The Chaos Curse (Kiranmala and the Kingdom Beyond #3) - Sayantani DasGupta Page 0,72
I didn’t have the heart to squeeze back.
As we walked away slowly from the clinic, I thought about Naya: the time she stowed away on the intergalactic auto rikshaw, the time she tried to give me a facial in outer space, the time she was captured alongside Ai-Ma because of me. And of course, this most recent time she’d saved my life.
I knew what we had to do, but I didn’t have the courage to do it. “I guess we have to go find that tree,” I said in a low voice to Neel. “To save Naya.”
Neel didn’t miss a beat. “We have to use the book Einstein-ji gave you.”
We were in a deserted area of the PSS hideout, a narrow hallway by the dormitories. I leaned against the wall and heaved a sigh. “My last plan didn’t go so well. That’s how Naya got this hurt. Are you sure we should do this?”
“Kiran, listen, the Trojan horse plan may have been your idea, but I went along with it too,” Neel said. His face suddenly had its old determination, like when I’d first met him last fall. “It’s both our faults that Naya is in there, fighting for her life. We have no choice. We have to use the book. We have to save her.”
“But to go back in time?” I pulled out the copy of Thakurmar Jhuli that Einstein had given me. “I don’t know, Neel. Maybe I’ve gotten a little too sure of myself, a little too brave. Maybe we need to think this through.”

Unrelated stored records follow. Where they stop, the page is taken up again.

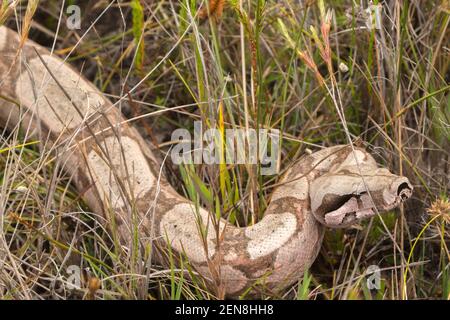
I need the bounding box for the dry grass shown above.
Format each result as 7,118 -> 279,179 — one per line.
0,0 -> 450,299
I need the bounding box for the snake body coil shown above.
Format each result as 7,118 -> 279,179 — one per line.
0,27 -> 412,297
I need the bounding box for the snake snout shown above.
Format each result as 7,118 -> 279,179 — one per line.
391,177 -> 413,202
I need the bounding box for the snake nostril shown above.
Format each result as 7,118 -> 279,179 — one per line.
397,182 -> 411,201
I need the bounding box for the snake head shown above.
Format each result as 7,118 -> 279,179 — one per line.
310,165 -> 413,228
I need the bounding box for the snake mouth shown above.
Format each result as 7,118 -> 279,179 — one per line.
397,181 -> 413,202
323,192 -> 376,228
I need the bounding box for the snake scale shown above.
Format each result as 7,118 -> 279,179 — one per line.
0,27 -> 413,297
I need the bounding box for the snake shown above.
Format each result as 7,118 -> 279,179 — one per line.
0,26 -> 413,298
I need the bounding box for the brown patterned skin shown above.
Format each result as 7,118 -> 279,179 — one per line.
0,27 -> 412,297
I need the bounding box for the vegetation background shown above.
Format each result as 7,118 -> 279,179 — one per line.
0,0 -> 450,299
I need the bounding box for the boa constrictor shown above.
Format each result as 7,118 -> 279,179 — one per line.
0,27 -> 413,297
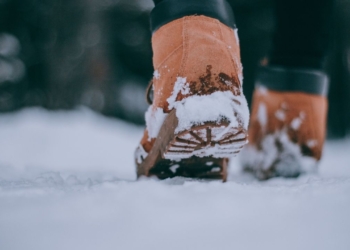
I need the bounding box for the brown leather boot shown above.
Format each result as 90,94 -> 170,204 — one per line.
135,16 -> 249,180
241,67 -> 328,179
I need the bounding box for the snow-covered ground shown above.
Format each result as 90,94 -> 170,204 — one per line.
0,109 -> 350,250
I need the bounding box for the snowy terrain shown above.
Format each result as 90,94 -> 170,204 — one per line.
0,109 -> 350,250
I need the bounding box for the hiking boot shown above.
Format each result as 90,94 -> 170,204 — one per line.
135,16 -> 249,180
241,67 -> 328,179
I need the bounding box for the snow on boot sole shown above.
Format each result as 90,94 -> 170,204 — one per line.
136,110 -> 247,181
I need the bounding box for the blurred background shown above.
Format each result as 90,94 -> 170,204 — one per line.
0,0 -> 350,138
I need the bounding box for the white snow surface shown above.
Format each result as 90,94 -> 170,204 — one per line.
173,91 -> 249,132
0,108 -> 350,250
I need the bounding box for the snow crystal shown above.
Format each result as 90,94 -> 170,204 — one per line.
240,130 -> 317,177
173,91 -> 249,133
290,117 -> 303,130
145,106 -> 168,140
169,164 -> 180,173
233,29 -> 239,44
255,85 -> 268,95
275,109 -> 286,121
238,73 -> 243,86
153,70 -> 160,80
167,77 -> 190,109
211,167 -> 221,172
306,140 -> 318,148
257,102 -> 267,128
135,144 -> 148,164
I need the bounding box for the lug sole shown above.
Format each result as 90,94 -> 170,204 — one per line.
136,110 -> 247,181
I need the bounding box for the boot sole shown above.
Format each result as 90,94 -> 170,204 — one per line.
136,110 -> 247,181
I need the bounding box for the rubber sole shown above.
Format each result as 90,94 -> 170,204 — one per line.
136,110 -> 247,181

“Look, Smartie-ji must have known something like this would happen. Why else would he have given us this book and made such a big deal about stories existing outside of time?” Neel asked, but I couldn’t answer. I felt the weight of Naya’s life squarely on my shoulders.
“Maybe Einstein was just being all metaphorical,” I finally hedged.
“Don’t be ridiculous!” Neel grabbed the book and flipped through it, “Here it is! A story called ‘How the Demon Queen Chose Her Consort’!”
I started. “I’ve never heard that story.”
Neel frowned, scanning quickly through the pages. “Weirdly, neither have I. But then again, this isn’t just an ordinary book.”
I peered over his shoulder at an illustration of someone who looked a lot like a crown-wearing young-looking Pinki standing before two men who had their backs to us. Behind her throne was a sign for Ghatatkach Academy of Murder and Mayhem—and just to the right of the throne was a tree with some bright blue flowers on it.
“Look, those must be the blue champak flowers the doctor was talking about. We’ve got to at least try, Kiran.” Neel’s voice was so low and urgent, it was almost a growl.
“Neel, we almost got killed on our last trip to Demon Land. The only reason we made it out alive was because of Ai-Ma,” I reminded him.
“Well, we’re a better team now,” Neel said stubbornly. “And older. And more mature.”
I didn’t point out that neither of us could have gotten that much more mature in only four months. “But how does this time-traveling book work? Do we just ask it to take us back to your mom’s school?”
“I’m not sure.” Neel stared at the pages of the story. “I guess we could start reading it out loud and see what happens.”
I bit my lip. I had learned my lesson, at too great a price, about making rash decisions after the fiasco of the Trojan horse. I didn’t want to make the same mistake and hurt someone else again. “Neel, are you sure? Isn’t a part of that butterfly effect that you’re not supposed to mess around with time? What if we go back there and make things worse?”
“Einstein-ji gave us this book because he knew we’d need it!” Neel’s voice was definitive, but I could tell he was worried too, because he was chewing on his nail. “We can’t just let Naya die!”
That did it for me. He was right. I couldn’t just let Naya die. I wouldn’t just let Naya die.
“We can always join the rakkhosh dance team.” I smiled weakly, remembered the huge, webby water rakkhosh who had tripped on a flying rakkhosh’s wings earlier this afternoon and then proceeded to take about three fellow dancers out during a step-ball-change turn. The resulting demon pile was a disaster of talons, warty limbs, hair, teeth, and I don’t know what else. It looked worse than a tractor-trailer pileup on the Jersey Turnpike.